Ho visto infatti gli spicchi gialli e blu specchiarsi sulla superficie dell’acqua proprio mentre Alberto comunicava a Dario che avremmo potuto “quasi” sfiorare il lago, senza toccarlo naturalmente: infatti la mongolfiera è scesa silenziosa e ( un po’ troppo) velocina verso l’acqua; Dario pompava fuoco nel ventre del pallone e sembrava, perfino a me, che fosse già un po’ troppo tardi. La cesta ha effettuato un autentico “splash down” immergendosi nell’acqua per più di mezzo metro. Dario bruciava propano a manetta per risollevarci, incitato pacatamente dall’istruttore e, per un attimo, lo confesso, mi era venuto il dubbio che non ci riuscisse, poi finalmente ho percepito con sollievo che stavamo, molto lentamente, uscendo dall’acqua del lago e ho intravisto sul fondo della “navicella” due “ombrinali” che scaricavano acqua e hanno continuato a scaricare acqua anche quando eravamo nuovamente in volo. “Navicella” e “Ombrinali“ non vi sembrano termini familiari? Spargevamo la nostra piccola pioggia sull’abitato di Gonars e chi stava sotto non si meravigliava e continuava, bontà loro, a salutarci.
L’ allievo Dario era imbarazzato, contrariato e nervoso poiché si riteneva il solo e unico responsabile del bagno delle nostre scarpe, delle calze e del fondo dei nostri pantaloni: un autentico emozionante fuori programma.
L’istruttore minimizzava e sottolineava che questa avventura avrebbe arricchito la sua esperienza di volo. Io, nonostante tutto, me la godevo! Abbiamo toccato terra poco più tardi a Morsano di Strada (siamo sempre nella pianura friulana, sempre a 30 chilometri dal mare, sempre sopra paesi e villaggi) nell’unica “isola” d’erba medica in un immenso “oceano” di mais. E’ stato qui che abbiamo “disarmato” la “navicella” e “ripiegato” (stavo per dire la velatura) il pallone.Tutto è stato ordinatamente caricato sul furgone per far ritorno a casa, dove abbiamo allegramente celebrato e bagnato (ancora?) la mia navigazione in aerostato.

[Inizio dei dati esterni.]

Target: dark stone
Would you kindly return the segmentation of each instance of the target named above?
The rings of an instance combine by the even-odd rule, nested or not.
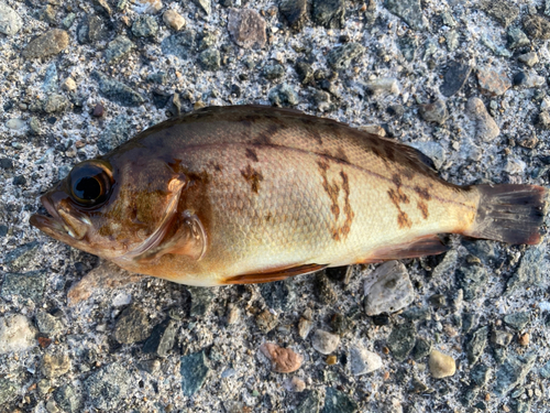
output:
[[[416,339],[415,324],[406,322],[394,327],[387,339],[387,347],[397,361],[404,361],[415,348]]]
[[[179,370],[184,395],[194,395],[202,387],[210,371],[205,351],[182,357]]]
[[[350,67],[351,62],[361,56],[365,51],[359,43],[345,43],[332,48],[327,54],[327,63],[334,70],[342,70]]]
[[[292,281],[260,284],[260,293],[270,308],[289,311],[296,304],[296,293]]]
[[[100,72],[92,72],[91,76],[99,81],[99,91],[101,95],[111,101],[128,107],[140,106],[145,101],[143,97],[131,87]]]
[[[165,55],[174,55],[187,59],[195,50],[195,32],[191,30],[176,33],[165,37],[161,43],[161,48]]]
[[[322,413],[353,413],[358,411],[358,403],[348,394],[334,388],[327,388]]]
[[[327,29],[341,29],[345,21],[345,0],[314,0],[314,21]]]
[[[306,20],[307,0],[282,0],[278,9],[290,28],[301,29]]]
[[[460,62],[451,62],[443,75],[443,84],[439,91],[448,98],[453,96],[464,86],[471,73],[472,66]]]
[[[176,343],[177,329],[178,324],[174,319],[166,319],[155,326],[143,345],[143,352],[155,354],[160,357],[168,356]]]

Si son sprecati i bravo e i grazie a Dario e ad Alberto e anche all’Avvocato che mi aveva ceduto il suo posto a bordo e l’amico, brindando solennemente, così ha commentato la mia navigazione: “poteva essere certamente prevedibile che, navigando con te, si finisse inevitabilmente nell’acqua“. Buon vento.